1893 text
The umbles are the liver, kidneys, and other portions of the inside of the deer. They were usually made into pies, and old cookery books contain directions for the making of ‘umble pies.’
This text comes from a footnote on a diary entry in the 1893 edition edited by Henry B. Wheatley.
4 Annotations
First Reading
Terry Foreman • Link
Umbles \Um"bles\, n. pl. [See Nombles.]
The entrails and coarser parts of a deer; hence, sometimes,
entrails, in general. [Written also humbles.] --Johnson.

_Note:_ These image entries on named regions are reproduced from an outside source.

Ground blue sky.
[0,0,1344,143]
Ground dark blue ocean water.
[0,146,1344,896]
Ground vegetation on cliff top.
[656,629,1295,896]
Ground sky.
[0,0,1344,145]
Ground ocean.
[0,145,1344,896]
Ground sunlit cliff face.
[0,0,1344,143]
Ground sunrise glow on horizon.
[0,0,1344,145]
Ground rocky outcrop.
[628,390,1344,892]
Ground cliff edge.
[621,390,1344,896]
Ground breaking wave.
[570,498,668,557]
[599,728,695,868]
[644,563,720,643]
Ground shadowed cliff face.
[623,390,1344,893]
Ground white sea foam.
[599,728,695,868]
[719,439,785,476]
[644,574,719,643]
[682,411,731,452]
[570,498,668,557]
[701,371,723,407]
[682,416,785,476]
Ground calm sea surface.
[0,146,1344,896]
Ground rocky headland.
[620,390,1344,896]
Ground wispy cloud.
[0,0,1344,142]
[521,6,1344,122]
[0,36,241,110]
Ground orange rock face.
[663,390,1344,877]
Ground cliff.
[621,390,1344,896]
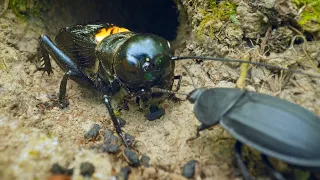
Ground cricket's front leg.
[104,95,129,147]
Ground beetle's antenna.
[151,88,189,96]
[182,65,197,89]
[171,56,320,78]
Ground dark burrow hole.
[44,0,178,41]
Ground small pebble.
[84,124,100,140]
[182,160,197,178]
[124,133,135,147]
[140,154,150,167]
[80,162,95,177]
[117,117,127,127]
[117,166,131,180]
[48,175,71,180]
[124,148,140,166]
[50,163,65,174]
[103,129,118,145]
[102,144,120,153]
[50,163,73,176]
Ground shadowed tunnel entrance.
[47,0,178,41]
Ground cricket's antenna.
[151,88,188,96]
[182,65,197,89]
[171,56,320,78]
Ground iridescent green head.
[114,34,174,88]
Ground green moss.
[292,0,320,32]
[197,0,237,39]
[9,0,51,20]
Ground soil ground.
[0,1,320,180]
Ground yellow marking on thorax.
[94,26,129,43]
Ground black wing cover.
[55,24,113,67]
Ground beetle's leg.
[59,71,72,108]
[104,95,128,147]
[174,75,182,92]
[146,105,165,121]
[169,75,182,102]
[261,154,285,180]
[36,43,53,75]
[186,124,211,142]
[234,141,251,180]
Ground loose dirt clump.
[0,0,320,179]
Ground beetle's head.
[114,34,174,90]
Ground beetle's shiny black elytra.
[38,24,181,148]
[188,88,320,179]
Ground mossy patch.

Humbles \Hum"bles\, n. pl. [See Nombles.]
Entrails of a deer. [Written also umbles.] --Johnson.
http://dict.die.net/umbles/
George lee • Link
Umbles; heart, liver, entrails of a deer. Alternative spelling for numbles. OED.
The word gives rise to the expression "to eat humble pie." ie to be humbled or humiliated. When the lord of the manor sat at high table with his familiars scoffing venison the hunter and his fellows occupied lower seats and ate the umbles in a pie. Source, "Brewer's Dictionary of Phrase and Fable."
Terry Foreman • Link
Umble pie
http://en.wikipedia.org/wiki/Humb…
Second Reading
Bill • Link
UMBLES, HUMBLES, Part of the Entrails of a Deer.
---An Universal Etymological English Dictionary. N. Bailey, 1724.